The owners of pampered and domesticated ponies are often encouraged to use natural seasonal variations in metabolism and food availability to control their animals’ bodyweight.
But how do those horses and ponies wintering out on the UK’s moors and uplands fare?
Some free-living moorland and hill ponies become very thin in the harsh winters on their home ranges, when food becomes scarce and shelter limited.

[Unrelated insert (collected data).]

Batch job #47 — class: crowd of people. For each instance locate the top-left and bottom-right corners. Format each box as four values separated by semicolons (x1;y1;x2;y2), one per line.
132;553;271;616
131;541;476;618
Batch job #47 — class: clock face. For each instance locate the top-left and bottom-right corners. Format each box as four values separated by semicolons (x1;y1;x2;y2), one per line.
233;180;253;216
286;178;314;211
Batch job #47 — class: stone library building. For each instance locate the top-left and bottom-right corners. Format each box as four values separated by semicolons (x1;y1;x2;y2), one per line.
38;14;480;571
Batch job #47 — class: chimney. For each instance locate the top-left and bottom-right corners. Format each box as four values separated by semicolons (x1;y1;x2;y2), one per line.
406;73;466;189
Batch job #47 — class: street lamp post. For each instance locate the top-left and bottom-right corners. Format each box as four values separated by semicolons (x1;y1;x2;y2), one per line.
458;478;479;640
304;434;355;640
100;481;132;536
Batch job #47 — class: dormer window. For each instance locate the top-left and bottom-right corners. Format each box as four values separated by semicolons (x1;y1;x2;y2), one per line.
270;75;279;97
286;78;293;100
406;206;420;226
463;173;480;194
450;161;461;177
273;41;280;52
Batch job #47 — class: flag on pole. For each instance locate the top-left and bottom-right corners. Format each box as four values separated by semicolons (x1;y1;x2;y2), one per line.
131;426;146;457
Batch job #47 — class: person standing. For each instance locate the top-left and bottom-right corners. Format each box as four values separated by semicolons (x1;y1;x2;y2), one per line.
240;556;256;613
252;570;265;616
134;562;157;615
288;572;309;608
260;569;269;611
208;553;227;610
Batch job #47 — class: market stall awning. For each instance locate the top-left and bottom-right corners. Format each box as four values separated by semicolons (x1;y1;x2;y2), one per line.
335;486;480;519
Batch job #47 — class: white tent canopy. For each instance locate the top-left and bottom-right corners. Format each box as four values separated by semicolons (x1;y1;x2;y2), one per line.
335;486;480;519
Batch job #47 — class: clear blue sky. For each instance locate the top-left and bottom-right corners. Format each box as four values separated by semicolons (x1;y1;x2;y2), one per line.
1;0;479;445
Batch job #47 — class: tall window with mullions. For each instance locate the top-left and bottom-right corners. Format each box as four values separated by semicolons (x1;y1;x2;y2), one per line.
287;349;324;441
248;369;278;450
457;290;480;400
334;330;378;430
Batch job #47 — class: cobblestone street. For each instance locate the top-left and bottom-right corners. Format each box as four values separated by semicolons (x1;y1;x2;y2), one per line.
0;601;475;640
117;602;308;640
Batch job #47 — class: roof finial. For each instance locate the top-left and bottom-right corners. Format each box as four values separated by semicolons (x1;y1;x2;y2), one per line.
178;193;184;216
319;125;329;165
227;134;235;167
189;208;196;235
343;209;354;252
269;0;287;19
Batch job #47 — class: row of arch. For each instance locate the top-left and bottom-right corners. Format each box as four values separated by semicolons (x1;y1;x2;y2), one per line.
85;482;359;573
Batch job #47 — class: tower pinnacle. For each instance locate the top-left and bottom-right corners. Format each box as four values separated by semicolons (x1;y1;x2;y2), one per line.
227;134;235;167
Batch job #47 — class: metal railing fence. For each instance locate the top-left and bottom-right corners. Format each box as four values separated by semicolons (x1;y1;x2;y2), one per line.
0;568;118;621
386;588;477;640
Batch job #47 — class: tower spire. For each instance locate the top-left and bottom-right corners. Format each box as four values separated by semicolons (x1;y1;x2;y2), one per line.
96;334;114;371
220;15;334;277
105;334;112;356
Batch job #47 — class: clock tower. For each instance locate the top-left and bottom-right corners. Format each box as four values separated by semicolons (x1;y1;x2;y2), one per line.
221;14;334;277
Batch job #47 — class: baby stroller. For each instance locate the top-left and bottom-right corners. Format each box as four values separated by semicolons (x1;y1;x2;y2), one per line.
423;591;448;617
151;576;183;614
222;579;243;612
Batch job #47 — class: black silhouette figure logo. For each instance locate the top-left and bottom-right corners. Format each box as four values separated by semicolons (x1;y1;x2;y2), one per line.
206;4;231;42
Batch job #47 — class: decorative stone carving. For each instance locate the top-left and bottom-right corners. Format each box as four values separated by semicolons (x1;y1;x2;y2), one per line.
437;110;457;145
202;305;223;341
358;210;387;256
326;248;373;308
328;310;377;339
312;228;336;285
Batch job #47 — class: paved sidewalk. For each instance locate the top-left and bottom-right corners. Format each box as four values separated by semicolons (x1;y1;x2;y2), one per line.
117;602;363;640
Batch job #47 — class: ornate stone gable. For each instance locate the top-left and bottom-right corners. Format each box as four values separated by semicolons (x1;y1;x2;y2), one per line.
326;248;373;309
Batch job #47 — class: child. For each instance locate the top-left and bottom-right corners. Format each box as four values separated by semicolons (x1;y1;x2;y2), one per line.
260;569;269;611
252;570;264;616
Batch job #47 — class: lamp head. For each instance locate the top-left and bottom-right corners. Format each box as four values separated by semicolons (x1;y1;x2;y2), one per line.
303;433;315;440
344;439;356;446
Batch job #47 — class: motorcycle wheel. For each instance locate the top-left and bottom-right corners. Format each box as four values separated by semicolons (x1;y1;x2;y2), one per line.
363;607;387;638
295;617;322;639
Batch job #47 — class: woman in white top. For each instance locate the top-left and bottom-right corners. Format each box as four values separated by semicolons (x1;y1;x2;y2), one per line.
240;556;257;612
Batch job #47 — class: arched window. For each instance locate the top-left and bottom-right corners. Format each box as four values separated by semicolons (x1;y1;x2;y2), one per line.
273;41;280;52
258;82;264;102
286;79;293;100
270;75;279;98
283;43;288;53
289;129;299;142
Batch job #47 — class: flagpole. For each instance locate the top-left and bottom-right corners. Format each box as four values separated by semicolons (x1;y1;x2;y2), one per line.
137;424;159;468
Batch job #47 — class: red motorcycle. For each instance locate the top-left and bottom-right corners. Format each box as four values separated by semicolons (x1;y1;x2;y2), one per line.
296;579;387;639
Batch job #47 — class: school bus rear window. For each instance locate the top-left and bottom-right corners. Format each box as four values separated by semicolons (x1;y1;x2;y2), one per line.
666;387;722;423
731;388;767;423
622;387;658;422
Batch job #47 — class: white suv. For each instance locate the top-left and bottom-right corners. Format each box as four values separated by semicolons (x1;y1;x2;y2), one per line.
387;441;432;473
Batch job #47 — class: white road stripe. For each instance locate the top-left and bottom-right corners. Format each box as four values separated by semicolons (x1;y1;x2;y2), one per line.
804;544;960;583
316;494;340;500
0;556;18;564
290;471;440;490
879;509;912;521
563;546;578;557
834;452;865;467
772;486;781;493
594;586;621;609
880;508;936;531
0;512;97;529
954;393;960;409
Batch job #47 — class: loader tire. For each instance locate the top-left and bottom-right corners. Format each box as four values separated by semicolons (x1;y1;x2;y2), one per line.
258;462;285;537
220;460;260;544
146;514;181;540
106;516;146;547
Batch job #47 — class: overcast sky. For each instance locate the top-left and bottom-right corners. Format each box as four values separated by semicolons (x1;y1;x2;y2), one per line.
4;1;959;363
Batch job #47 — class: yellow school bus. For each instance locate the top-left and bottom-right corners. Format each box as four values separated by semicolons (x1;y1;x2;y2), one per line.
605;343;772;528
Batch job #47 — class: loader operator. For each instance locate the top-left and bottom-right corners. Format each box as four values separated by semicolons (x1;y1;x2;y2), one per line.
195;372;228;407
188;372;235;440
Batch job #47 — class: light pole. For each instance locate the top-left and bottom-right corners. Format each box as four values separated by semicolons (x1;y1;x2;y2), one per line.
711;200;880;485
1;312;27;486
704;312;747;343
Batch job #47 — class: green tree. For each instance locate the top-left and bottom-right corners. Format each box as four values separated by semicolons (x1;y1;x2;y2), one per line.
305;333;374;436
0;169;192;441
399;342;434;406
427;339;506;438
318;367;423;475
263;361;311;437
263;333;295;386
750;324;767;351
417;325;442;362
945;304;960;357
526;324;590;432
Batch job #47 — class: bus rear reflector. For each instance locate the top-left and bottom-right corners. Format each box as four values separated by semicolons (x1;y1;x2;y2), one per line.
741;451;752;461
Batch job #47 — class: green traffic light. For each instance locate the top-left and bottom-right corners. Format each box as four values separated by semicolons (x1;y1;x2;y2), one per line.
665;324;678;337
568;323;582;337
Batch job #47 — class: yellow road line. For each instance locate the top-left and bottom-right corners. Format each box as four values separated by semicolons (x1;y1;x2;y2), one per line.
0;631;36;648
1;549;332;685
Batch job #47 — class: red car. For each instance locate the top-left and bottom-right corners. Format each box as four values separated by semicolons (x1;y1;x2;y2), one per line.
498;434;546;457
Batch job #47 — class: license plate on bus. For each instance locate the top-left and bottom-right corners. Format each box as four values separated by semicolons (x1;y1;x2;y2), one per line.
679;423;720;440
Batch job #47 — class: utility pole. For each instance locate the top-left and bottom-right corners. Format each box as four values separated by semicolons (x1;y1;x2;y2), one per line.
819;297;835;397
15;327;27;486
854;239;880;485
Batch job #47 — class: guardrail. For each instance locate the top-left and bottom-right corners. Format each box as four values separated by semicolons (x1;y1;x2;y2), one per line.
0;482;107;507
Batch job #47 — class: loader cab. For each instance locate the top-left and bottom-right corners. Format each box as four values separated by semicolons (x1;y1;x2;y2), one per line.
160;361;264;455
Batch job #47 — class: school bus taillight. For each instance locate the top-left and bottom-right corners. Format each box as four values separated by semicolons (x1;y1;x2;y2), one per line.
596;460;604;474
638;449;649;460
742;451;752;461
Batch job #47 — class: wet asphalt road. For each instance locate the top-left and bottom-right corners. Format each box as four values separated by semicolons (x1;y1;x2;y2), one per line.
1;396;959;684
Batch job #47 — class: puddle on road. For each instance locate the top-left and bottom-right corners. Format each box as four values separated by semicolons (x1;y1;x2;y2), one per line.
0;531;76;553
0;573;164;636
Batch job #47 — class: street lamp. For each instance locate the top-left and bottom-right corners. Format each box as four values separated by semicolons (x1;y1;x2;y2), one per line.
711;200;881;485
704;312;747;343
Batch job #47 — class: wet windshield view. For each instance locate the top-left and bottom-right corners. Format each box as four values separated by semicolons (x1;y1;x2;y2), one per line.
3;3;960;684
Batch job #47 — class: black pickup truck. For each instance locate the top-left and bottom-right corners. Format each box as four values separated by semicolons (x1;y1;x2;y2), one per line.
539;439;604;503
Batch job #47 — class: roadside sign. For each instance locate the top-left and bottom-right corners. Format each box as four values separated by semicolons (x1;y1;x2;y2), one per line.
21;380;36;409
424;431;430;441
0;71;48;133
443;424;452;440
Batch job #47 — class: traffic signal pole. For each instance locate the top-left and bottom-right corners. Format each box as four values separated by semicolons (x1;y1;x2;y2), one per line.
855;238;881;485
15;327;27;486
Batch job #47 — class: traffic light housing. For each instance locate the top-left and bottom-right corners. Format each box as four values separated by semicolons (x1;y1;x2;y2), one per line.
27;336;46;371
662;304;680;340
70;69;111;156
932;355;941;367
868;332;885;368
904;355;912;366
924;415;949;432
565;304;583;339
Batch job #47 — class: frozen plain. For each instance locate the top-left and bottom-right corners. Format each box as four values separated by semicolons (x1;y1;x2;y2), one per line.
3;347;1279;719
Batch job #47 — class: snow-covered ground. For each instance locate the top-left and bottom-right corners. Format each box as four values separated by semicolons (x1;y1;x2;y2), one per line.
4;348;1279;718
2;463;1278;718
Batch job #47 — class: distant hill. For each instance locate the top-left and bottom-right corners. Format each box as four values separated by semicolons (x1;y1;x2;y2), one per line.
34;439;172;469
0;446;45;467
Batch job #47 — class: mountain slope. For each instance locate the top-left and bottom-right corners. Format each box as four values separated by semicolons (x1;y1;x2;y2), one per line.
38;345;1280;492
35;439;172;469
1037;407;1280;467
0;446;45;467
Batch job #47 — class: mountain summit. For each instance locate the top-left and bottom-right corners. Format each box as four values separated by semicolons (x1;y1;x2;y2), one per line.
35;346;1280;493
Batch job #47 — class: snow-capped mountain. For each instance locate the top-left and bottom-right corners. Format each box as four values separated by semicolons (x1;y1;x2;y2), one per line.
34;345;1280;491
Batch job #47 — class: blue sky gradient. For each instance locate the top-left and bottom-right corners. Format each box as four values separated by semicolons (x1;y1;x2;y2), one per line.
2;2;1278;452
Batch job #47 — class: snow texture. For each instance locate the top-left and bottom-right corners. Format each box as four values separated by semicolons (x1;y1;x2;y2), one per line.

To see whether Shetland ponies suffered any ill effects from winter feed restrictions, German scientists compared the body weights and blood samples from out-wintered Shetlands given adequate food with those deprived of food in the way that would occur if they were foraging for themselves in the wild. The 2 groups were otherwise treated identically.
In the deprived group, food was reduced in quantity and quality over the winter until they were receiving only 70% of their maintenance requirement by the end of February.
Compared with those fed just enough, the deprived ponies did suffer some ill effects. Their body mass and body condition scores declined gradually before Christmas, when the loss accelerated. By the end of February, they had lost nearly 20% of their starting weight.
Their blood samples showed that the fatty acids in their blood rose initially, as they burned fat reserves. Total blood proteins then fell, ending up at or below critical levels. Interestingly, their metabolism differed from that reported for horses in similar situations.
So we should be concerned about free-living ponies in harsh winters. While blood samples may be useful in assessing starvation welfare cases in ponies, however, this is not necessarily the case with horses.